For this body of work, Solomon compiled a list of 20 countries and Indigenous people tribes that represent the different cultures from which she has been misidentified. They include México, Colombia, Brazil, Bolivia, Ecuador, Hawaiian, Hopi, Navajo, Inuit, Zuni, Tibet, Mongolia, Hmong, Thailand, Vietnam, Philippines, Spain, Portugal, Italy and France. Referencing traditional female portraiture by European and American painters like Ingres, Vermeer, Whistler, Manet and Sargent, Solomon photographed herself in similar poses using the images to create her portraits in watercolor with gray tones. She has developed a signature style of using layered paper that is pinned or fastened to the underlying surface in a dimensional format and continues within this format using layers of cut papers for the native dress of each mistaken country. Solomon researched documentary photographs that mimicked her unique stance and position for each portrait. She specifically chose clothing that was easily recognizable from that region. In contrast, a group of five larger self-portraits hangs on the opposite side of the gallery representing the five countries that make up her ethnic heritage including Japan, Russia, Poland, Lithuania and Romania. For these works Solomon created her portraits life-size and in poses ranging from straight on, three-quarters and side views using colors for her skin and hair to show a truer depiction.


Reflecting on childhood notions of making paper chains, Solomon also presents an installation of colorful crocheted links that drape from the ceiling and down the walls in an adjacent gallery. Chains are a pattern that Solomon has used in her work and allude to a great human connection in contrast to creating borders and focusing on cultural differences.

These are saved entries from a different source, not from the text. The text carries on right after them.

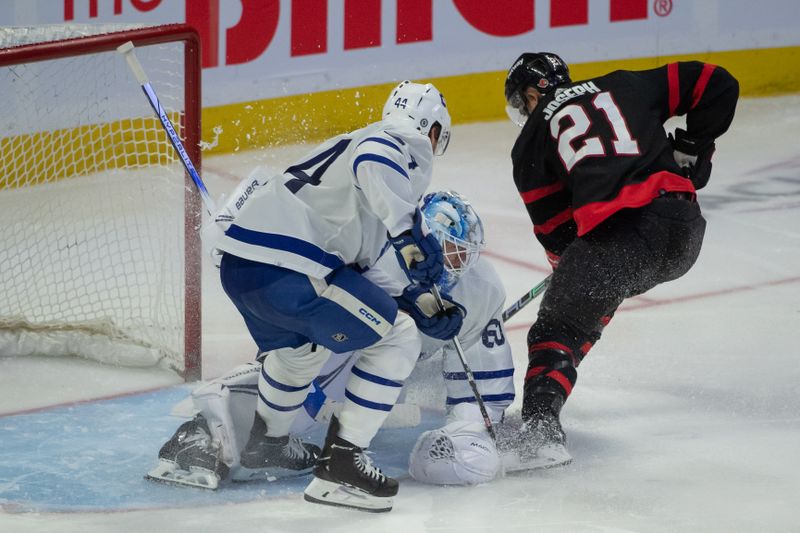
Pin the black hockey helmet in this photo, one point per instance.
(543, 71)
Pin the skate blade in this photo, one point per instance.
(549, 456)
(337, 495)
(169, 473)
(242, 474)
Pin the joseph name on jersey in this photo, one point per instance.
(388, 166)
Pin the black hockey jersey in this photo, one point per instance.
(594, 147)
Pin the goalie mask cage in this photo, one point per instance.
(99, 224)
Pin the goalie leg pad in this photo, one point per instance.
(460, 453)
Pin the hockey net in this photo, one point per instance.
(99, 241)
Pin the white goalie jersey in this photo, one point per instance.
(228, 403)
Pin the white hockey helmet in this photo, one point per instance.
(424, 106)
(452, 219)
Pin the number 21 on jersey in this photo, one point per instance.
(622, 144)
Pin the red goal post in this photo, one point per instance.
(44, 155)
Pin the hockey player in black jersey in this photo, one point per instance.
(612, 199)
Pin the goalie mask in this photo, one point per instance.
(424, 107)
(544, 71)
(454, 222)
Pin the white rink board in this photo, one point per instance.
(462, 40)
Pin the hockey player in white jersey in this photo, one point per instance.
(461, 452)
(292, 256)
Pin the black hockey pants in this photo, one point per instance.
(629, 254)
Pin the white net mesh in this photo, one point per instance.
(91, 208)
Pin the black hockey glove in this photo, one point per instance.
(420, 304)
(693, 156)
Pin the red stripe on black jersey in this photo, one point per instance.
(551, 224)
(633, 195)
(702, 82)
(561, 379)
(674, 88)
(540, 192)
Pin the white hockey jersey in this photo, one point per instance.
(334, 206)
(482, 336)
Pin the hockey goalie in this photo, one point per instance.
(214, 445)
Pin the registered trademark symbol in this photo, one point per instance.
(662, 7)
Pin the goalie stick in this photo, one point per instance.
(127, 50)
(508, 313)
(468, 372)
(531, 295)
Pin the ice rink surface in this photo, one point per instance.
(685, 417)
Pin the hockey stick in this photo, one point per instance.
(134, 64)
(468, 372)
(531, 295)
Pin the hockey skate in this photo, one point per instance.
(190, 458)
(271, 458)
(345, 477)
(537, 443)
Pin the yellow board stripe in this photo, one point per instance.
(470, 98)
(310, 117)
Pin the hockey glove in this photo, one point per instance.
(420, 304)
(419, 253)
(693, 156)
(552, 258)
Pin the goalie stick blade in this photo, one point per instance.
(168, 472)
(548, 456)
(338, 495)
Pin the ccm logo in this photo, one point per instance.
(369, 316)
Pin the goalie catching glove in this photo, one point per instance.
(460, 453)
(421, 305)
(419, 253)
(693, 156)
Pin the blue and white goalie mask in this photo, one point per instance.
(453, 220)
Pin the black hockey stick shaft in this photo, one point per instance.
(468, 372)
(529, 296)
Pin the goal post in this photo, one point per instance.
(99, 222)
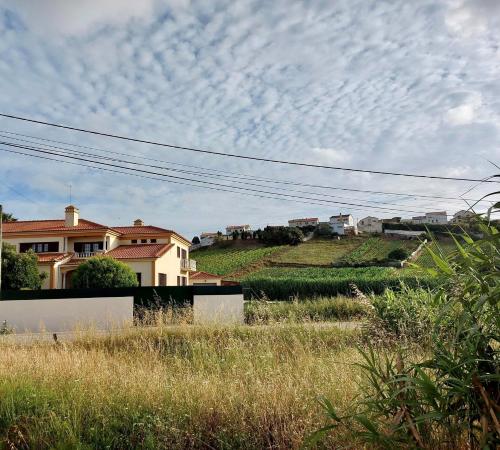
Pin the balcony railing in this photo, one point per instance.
(188, 264)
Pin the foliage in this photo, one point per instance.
(398, 254)
(103, 272)
(282, 236)
(452, 397)
(377, 250)
(317, 309)
(8, 217)
(279, 283)
(20, 270)
(224, 261)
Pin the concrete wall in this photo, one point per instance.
(223, 309)
(67, 314)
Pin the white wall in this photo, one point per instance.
(67, 314)
(218, 308)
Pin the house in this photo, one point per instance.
(462, 216)
(230, 229)
(158, 256)
(432, 218)
(370, 224)
(309, 222)
(343, 224)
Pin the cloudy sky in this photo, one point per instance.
(388, 85)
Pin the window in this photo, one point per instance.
(39, 247)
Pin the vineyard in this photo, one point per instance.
(278, 283)
(224, 261)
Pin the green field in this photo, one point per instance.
(318, 251)
(225, 261)
(280, 283)
(375, 249)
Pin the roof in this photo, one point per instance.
(204, 275)
(22, 226)
(52, 257)
(139, 251)
(308, 219)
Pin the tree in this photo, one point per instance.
(8, 217)
(103, 272)
(20, 270)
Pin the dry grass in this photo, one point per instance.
(176, 386)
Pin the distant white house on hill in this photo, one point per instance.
(230, 229)
(370, 224)
(343, 224)
(432, 218)
(310, 221)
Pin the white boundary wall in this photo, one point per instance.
(221, 309)
(67, 314)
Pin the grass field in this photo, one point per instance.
(317, 251)
(224, 261)
(177, 388)
(279, 283)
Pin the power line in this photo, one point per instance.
(198, 173)
(240, 176)
(232, 155)
(206, 182)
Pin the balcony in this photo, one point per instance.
(188, 264)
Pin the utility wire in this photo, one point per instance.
(232, 155)
(240, 175)
(202, 174)
(204, 182)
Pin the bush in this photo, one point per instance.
(103, 272)
(398, 254)
(20, 270)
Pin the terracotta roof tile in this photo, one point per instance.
(48, 225)
(139, 251)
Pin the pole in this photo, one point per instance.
(1, 244)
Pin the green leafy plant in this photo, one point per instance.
(103, 272)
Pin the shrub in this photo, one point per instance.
(103, 272)
(20, 270)
(399, 254)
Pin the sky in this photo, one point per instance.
(394, 85)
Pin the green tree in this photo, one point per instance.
(20, 270)
(8, 217)
(103, 272)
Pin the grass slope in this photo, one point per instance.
(178, 387)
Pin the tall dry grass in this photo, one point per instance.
(177, 386)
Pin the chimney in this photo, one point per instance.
(71, 216)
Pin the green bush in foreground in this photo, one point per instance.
(103, 272)
(316, 310)
(451, 399)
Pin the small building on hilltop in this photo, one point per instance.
(308, 222)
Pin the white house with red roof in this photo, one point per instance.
(159, 257)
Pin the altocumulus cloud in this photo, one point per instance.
(400, 86)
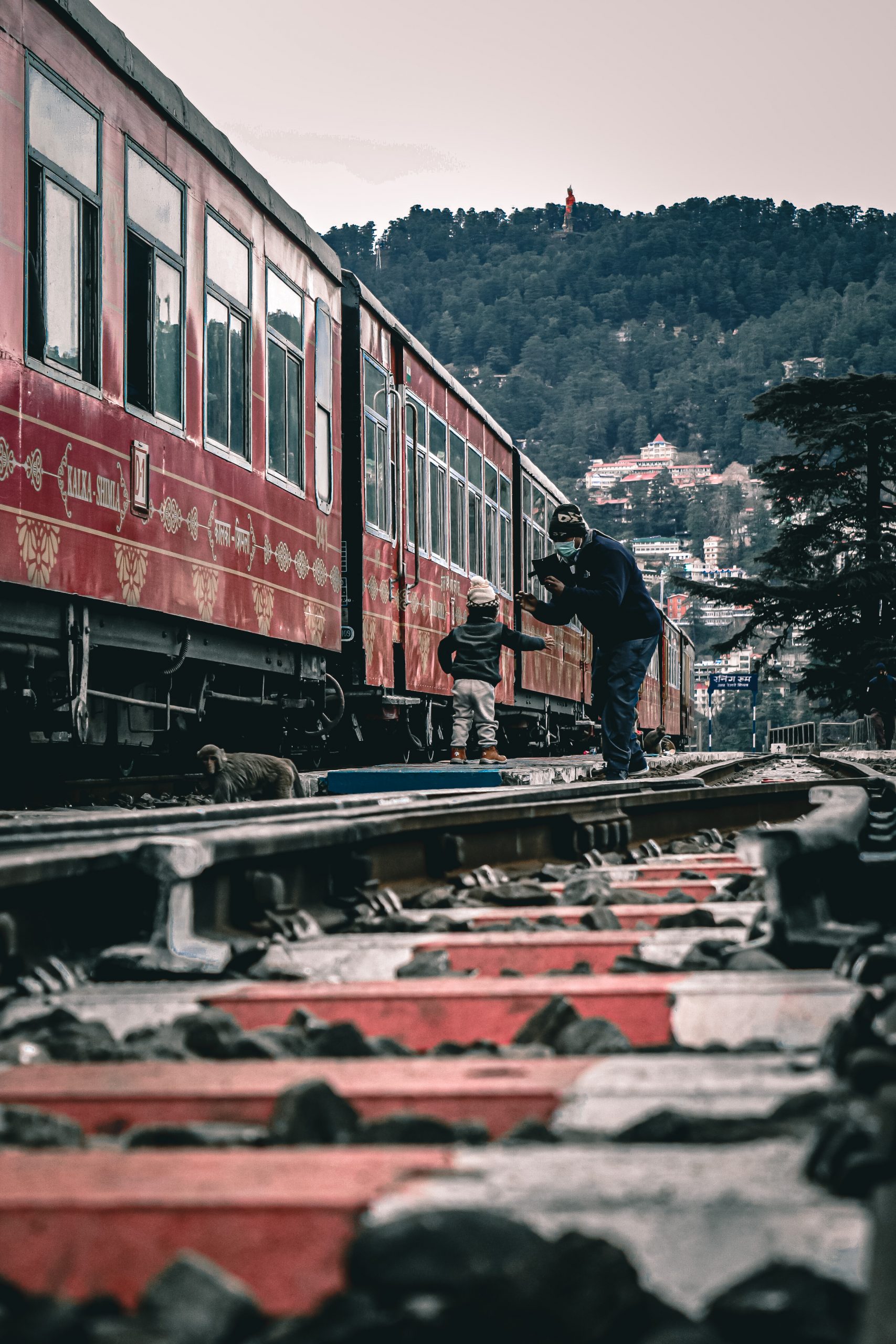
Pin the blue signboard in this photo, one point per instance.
(734, 682)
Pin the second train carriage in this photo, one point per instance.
(434, 494)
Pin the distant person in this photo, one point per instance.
(880, 701)
(472, 655)
(606, 592)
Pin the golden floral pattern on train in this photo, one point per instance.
(205, 591)
(131, 568)
(38, 548)
(33, 466)
(89, 487)
(315, 622)
(263, 604)
(368, 636)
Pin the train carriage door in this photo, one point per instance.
(382, 522)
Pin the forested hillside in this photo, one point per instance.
(667, 323)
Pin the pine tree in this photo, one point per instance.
(832, 570)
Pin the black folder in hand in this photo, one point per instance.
(553, 566)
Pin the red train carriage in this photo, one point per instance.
(428, 499)
(170, 412)
(667, 694)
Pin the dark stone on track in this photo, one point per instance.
(708, 954)
(312, 1113)
(592, 1037)
(516, 894)
(590, 889)
(786, 1304)
(156, 1043)
(753, 959)
(586, 1290)
(409, 1128)
(871, 1069)
(433, 961)
(196, 1135)
(531, 1132)
(26, 1127)
(696, 918)
(339, 1041)
(213, 1034)
(544, 1026)
(434, 898)
(449, 1254)
(194, 1301)
(806, 1105)
(675, 1127)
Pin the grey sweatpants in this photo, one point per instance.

Solomon received her BA in Art Practice at UC Berkeley and her MFA from Mills College. She is currently an adjunct professor at San Francisco State University. She has shown widely in the US including the current group exhibition Then As Now: Woodland Pattern 1980-2022 at the Milwaukee Institute of Art and Design and the traveling exhibition, A Beautiful Mess: Weavers and Knotters of the Vanguard which recently closed at the Huntsville Museum of Art in Alabama and will resume next February at the Sarasota Art Museum at the Ringling College of Art and Design. Solomon has participated in several residencies and recently completed a major commission for Meta in the Silicon Valley. In 2020 she completed a large commission at the headquarters of the Chan Zuckerberg Initiative. Her work is included in several private collections across the US.